Wednesday, December 01, 2004

Over Thanksgiving, I read Friday Night Lights, H.G. Bissinger's chronicle of a high-school football season in football-obsessed Odessa, Texas. I haven't seen the movie, and now I'm intrigued, because I can't imagine that Hollywood would make a sports movie as grim as this book. I'm not sure whether Bissinger set out to write an indictment of American sports culture, the Texas educational system, or red state "moral values," but that's how this book came off to me.

Bissinger's Odessa is a town that values football vastly more than academics: the high-school English department has a budget of $5000 for supplies, Xeroxing, books, etc., but the school spends $20,000 to charter a jet to fly the football team to a single regular-season game. The so-called "U.S. history teacher," who is really an assistant football coach, plants his students in front of a video of Butch Cassidy and the Sundance Kid so he can go to his office and do his real work, reviewing plays for an upcoming game. It goes without saying that nobody expects football players to do any schoolwork, even though none of these kids can expect a career in football.

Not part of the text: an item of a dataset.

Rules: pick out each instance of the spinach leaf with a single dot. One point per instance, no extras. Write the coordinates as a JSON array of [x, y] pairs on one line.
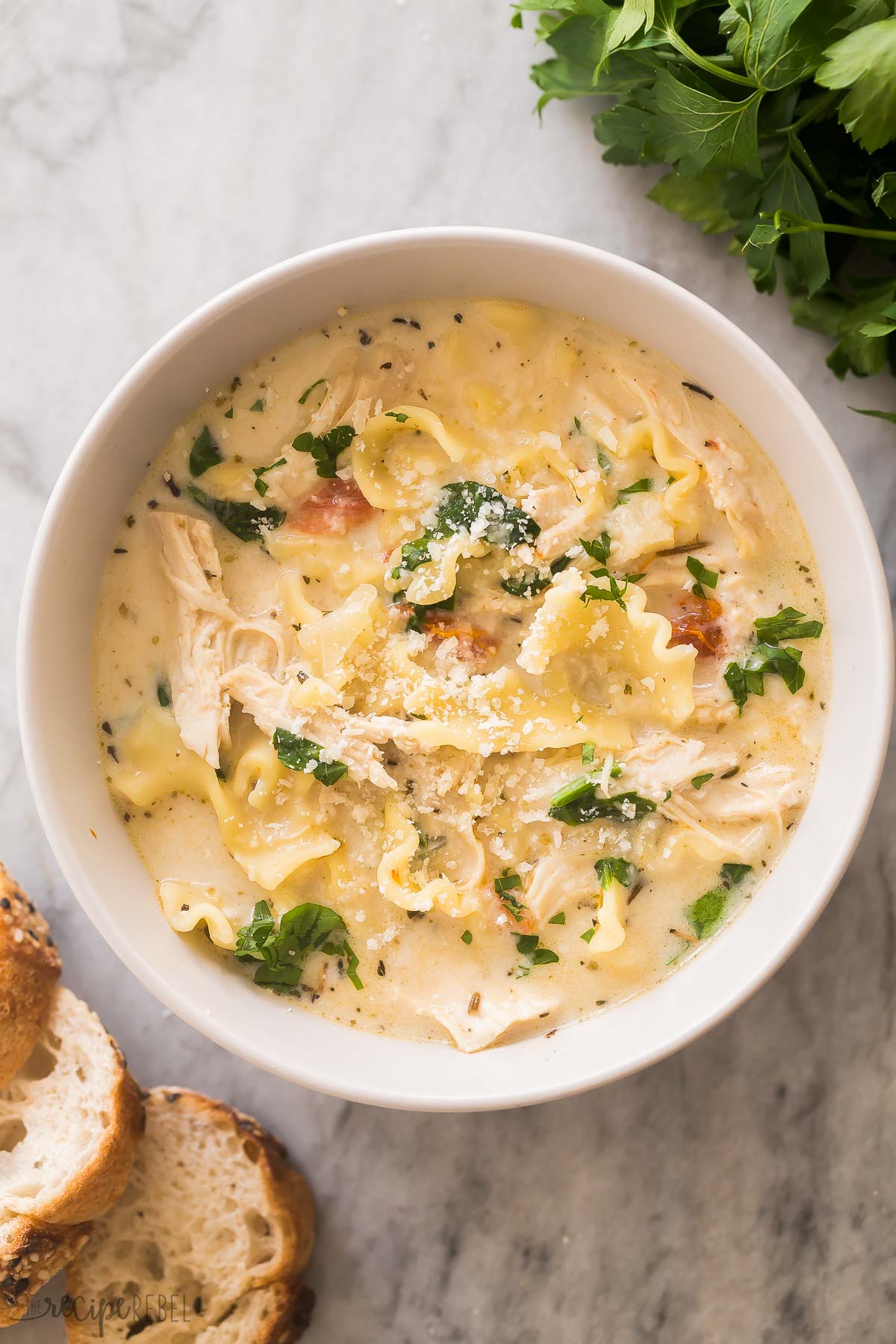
[[706, 913], [578, 803], [284, 952], [307, 757], [531, 582], [326, 448], [243, 520], [205, 453]]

Odessa is also shockingly, horrifyingly racist. Bissinger recognizes that girls are disadvantaged in all sorts of ways at Permian High, the school he profiles, and he hints at an ugly, violent strain of homophobia. But since this is a book about an all-male football team, and none of the players or coaches gave any indication of being gay, those issues stay in the background. Since several of the players are black or Latino, racism gets a lot more attention. The mostly-white backers of the football team blame Permian's poor academic performance not on their own skewed priorities, but on racial integration, something they managed to stave off until 1983. (That's not a typo. 1983.) They eventually welcomed integration, though, once they realized that the city's black community might provide some gifted football players. If football obsession trumps racism, however, it certainly doesn't overcome it. Black and Latino football players are embraced as long as they play well, but if they are injured or lose their touch, they are demoted to the same status as all other racial outsiders. This is most obvious in the story of James "Boobie" Miles, a gifted running back whose hopes for the pros are ended by a knee injury. Bissinger tells it thusly:

On other occasions, some whites offered another suggestion for Boobie's life if he no longer had football: just do to him what a trainer did to a horse that had pulled up lame at the track, just take out a gun and shoot him to put him out of the misery of a life that no longer had any value.

"What would Boobie be without football?" echoed a Permian coach when asked the question one day. The answer was obvious, as clear as night and day, black and white in Odessa Texas, and he responded without the slightest hesitation.

"A big ol' dumb nigger."


Lovely, that. I wish Bissinger had the guts to tell us which coach.

The thing is, none of the players really seems to benefit from playing big-time high school football. None of them ends up in the pros. The guys who get college scholarships mostly fail to graduate. Football doesn't seem to provide opportunities for run-of-the-mill excellent high school players, and it doesn't seem to build character in ways that serve them later in life. The main beneficiaries seem to be the fans and boosters, for whom Permian football provides an identity and a social life. For a recovering high-school nerd like myself, conditioned to resent the jocks who ruled my school, it's a little sobering to realize that those kids might have been as exploited as they were unfairly privileged.

Anyway, it's not a perfect book. The writing is pretty awful, with lots of dramatic repetition and overwrought metaphors. But it's an interesting glimpse into some really sick aspects of American society.